Re: [PATCH 00/10] OOM Debug print selection and additional information

From: Michal Hocko
Date: Thu Aug 29 2019 - 07:56:13 EST


On Thu 29-08-19 19:14:46, Tetsuo Handa wrote:
> On 2019/08/29 16:11, Michal Hocko wrote:
> > On Wed 28-08-19 12:46:20, Edward Chron wrote:
> >> Our belief is if you really think eBPF is the preferred mechanism
> >> then move OOM reporting to an eBPF.
> >
> > I've said that all this additional information has to be dynamically
> > extensible rather than a part of the core kernel. Whether eBPF is the
> > suitable tool, I do not know. I haven't explored that. There are other
> > ways to inject code to the kernel. systemtap/kprobes, kernel modules and
> > probably others.
>
> As for SystemTap, guru mode (an expert mode which disables protection provided
> by SystemTap; allowing kernel to crash when something went wrong) could be used
> for holding spinlock. However, as far as I know, holding mutex (or doing any
> operation that might sleep) from such dynamic hooks is not allowed. Also we will
> need to export various symbols in order to allow access from such dynamic hooks.

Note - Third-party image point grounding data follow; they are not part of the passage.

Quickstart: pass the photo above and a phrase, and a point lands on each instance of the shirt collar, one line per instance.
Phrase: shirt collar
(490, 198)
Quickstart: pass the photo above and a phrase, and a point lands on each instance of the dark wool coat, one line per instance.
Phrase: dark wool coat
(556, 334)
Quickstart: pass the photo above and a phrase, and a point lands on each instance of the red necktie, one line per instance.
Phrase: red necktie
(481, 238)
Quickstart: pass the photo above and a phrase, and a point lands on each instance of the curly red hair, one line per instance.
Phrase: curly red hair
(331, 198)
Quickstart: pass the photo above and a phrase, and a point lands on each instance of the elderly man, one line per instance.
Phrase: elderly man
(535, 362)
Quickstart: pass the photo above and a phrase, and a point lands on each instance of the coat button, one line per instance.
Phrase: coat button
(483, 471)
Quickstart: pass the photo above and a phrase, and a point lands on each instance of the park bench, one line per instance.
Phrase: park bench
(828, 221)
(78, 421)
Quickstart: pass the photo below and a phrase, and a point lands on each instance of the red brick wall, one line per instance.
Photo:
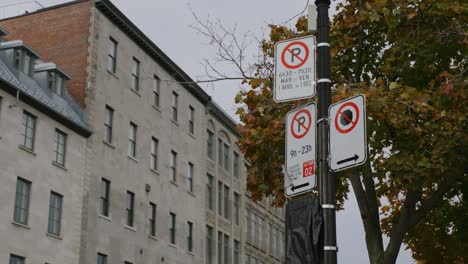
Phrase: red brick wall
(59, 35)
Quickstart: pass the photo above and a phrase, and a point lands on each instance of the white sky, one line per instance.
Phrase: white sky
(168, 24)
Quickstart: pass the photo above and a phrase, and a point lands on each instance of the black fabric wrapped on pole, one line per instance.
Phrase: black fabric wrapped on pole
(303, 230)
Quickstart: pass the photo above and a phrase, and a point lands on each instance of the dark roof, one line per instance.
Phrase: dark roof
(132, 31)
(63, 109)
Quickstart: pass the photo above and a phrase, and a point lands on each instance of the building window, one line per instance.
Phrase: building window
(226, 157)
(220, 247)
(220, 153)
(29, 130)
(60, 147)
(252, 227)
(135, 85)
(220, 198)
(236, 165)
(226, 249)
(23, 190)
(210, 193)
(175, 103)
(210, 145)
(191, 119)
(236, 252)
(55, 82)
(105, 197)
(227, 214)
(154, 153)
(14, 259)
(236, 208)
(173, 166)
(24, 61)
(190, 177)
(156, 90)
(152, 219)
(130, 208)
(209, 245)
(172, 230)
(112, 55)
(132, 140)
(108, 120)
(190, 236)
(102, 259)
(260, 232)
(55, 213)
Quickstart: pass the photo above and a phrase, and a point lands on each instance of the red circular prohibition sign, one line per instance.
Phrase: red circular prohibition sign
(306, 129)
(344, 131)
(302, 60)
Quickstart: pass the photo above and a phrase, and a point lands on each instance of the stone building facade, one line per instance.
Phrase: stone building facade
(42, 156)
(164, 178)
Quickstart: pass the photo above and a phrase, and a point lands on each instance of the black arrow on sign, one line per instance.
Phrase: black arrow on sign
(348, 159)
(299, 186)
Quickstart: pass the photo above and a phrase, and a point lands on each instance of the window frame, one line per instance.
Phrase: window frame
(190, 177)
(236, 167)
(130, 209)
(102, 257)
(57, 143)
(226, 193)
(220, 198)
(23, 206)
(175, 106)
(191, 120)
(112, 58)
(132, 139)
(29, 123)
(209, 245)
(135, 78)
(190, 236)
(108, 124)
(211, 144)
(227, 156)
(154, 153)
(226, 249)
(210, 192)
(173, 166)
(172, 228)
(152, 219)
(156, 91)
(104, 201)
(55, 217)
(237, 204)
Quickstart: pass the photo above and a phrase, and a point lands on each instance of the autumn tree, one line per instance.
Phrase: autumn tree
(409, 59)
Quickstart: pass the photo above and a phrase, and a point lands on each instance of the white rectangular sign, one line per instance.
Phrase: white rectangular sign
(294, 69)
(300, 150)
(348, 140)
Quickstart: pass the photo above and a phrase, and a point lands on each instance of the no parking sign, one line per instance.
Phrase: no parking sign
(294, 69)
(300, 150)
(348, 144)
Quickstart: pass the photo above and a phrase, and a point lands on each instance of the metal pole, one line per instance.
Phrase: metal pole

This is the oom path and it should better not use any sleeping locks in
the first place.

> I'm not familiar with eBPF, but I guess that eBPF is similar.
>
> But please be aware that, I REPEAT AGAIN, I don't think neither eBPF nor
> SystemTap will be suitable for dumping OOM information. OOM situation means
> that even single page fault event cannot complete, and temporary memory
> allocation for reading from kernel or writing to files cannot complete.

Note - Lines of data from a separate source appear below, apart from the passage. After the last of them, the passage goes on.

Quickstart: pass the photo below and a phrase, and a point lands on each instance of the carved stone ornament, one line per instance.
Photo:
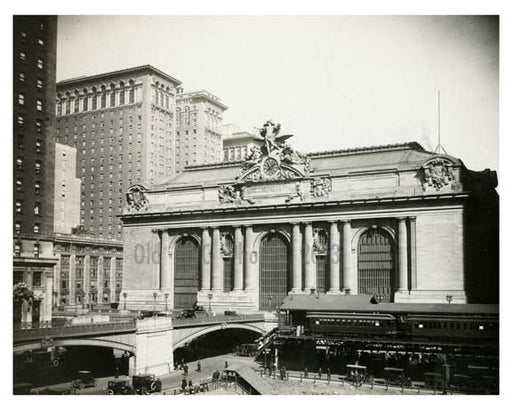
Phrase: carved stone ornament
(320, 187)
(226, 245)
(320, 241)
(136, 199)
(275, 160)
(437, 173)
(227, 194)
(297, 194)
(233, 194)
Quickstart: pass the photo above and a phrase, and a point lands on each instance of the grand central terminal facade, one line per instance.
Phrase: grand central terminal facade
(397, 222)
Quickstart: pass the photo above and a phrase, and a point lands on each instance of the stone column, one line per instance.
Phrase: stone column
(100, 280)
(72, 280)
(113, 279)
(334, 258)
(164, 260)
(206, 251)
(412, 241)
(309, 263)
(238, 259)
(402, 255)
(349, 281)
(46, 314)
(250, 258)
(216, 262)
(297, 259)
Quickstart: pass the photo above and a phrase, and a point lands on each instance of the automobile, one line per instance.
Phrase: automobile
(356, 374)
(146, 313)
(84, 379)
(55, 391)
(186, 314)
(396, 376)
(119, 386)
(146, 384)
(164, 314)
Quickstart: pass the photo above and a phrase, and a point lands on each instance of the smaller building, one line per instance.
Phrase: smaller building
(237, 145)
(89, 270)
(198, 128)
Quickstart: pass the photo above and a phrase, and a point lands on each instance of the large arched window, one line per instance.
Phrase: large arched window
(376, 265)
(187, 261)
(227, 250)
(321, 245)
(274, 271)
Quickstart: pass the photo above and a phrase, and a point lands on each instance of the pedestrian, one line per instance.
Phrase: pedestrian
(283, 373)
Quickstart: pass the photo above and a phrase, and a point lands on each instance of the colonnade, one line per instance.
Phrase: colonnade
(342, 267)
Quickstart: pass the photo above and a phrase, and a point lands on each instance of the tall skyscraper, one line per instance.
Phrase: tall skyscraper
(35, 40)
(123, 127)
(198, 128)
(67, 190)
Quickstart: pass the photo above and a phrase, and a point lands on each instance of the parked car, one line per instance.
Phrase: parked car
(146, 384)
(119, 386)
(84, 379)
(186, 314)
(55, 391)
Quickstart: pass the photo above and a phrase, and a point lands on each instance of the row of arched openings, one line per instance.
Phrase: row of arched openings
(375, 265)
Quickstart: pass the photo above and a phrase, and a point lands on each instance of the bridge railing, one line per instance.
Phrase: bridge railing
(72, 330)
(206, 320)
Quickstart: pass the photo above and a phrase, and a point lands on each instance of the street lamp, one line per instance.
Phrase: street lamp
(210, 296)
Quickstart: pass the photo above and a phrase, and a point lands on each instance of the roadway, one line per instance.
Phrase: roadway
(171, 381)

And I repeat that no such reporting is going to write to files. This is
an OOM path afterall.

> Therefore, we will need to hold all information in kernel memory (without
> allocating any memory when OOM event happened). Dynamic hooks could hold
> a few lines of output, but not all lines we want. The only possible buffer
> which is preallocated and large enough would be printk()'s buffer. Thus,
> I believe that we will have to use printk() in order to dump OOM information.
> At that point,

Yes, this is what I've had in mind.

>
> static bool (*oom_handler)(struct oom_control *oc) = default_oom_killer;
>
> bool out_of_memory(struct oom_control *oc)
> {
> return oom_handler(oc);
> }
>
> and let in-tree kernel modules override current OOM killer would be
> the only practical choice (if we refuse adding many knobs).

Or simply provide a hook with the oom_control to be called to report
without replacing the whole oom killer behavior. That is not necessary.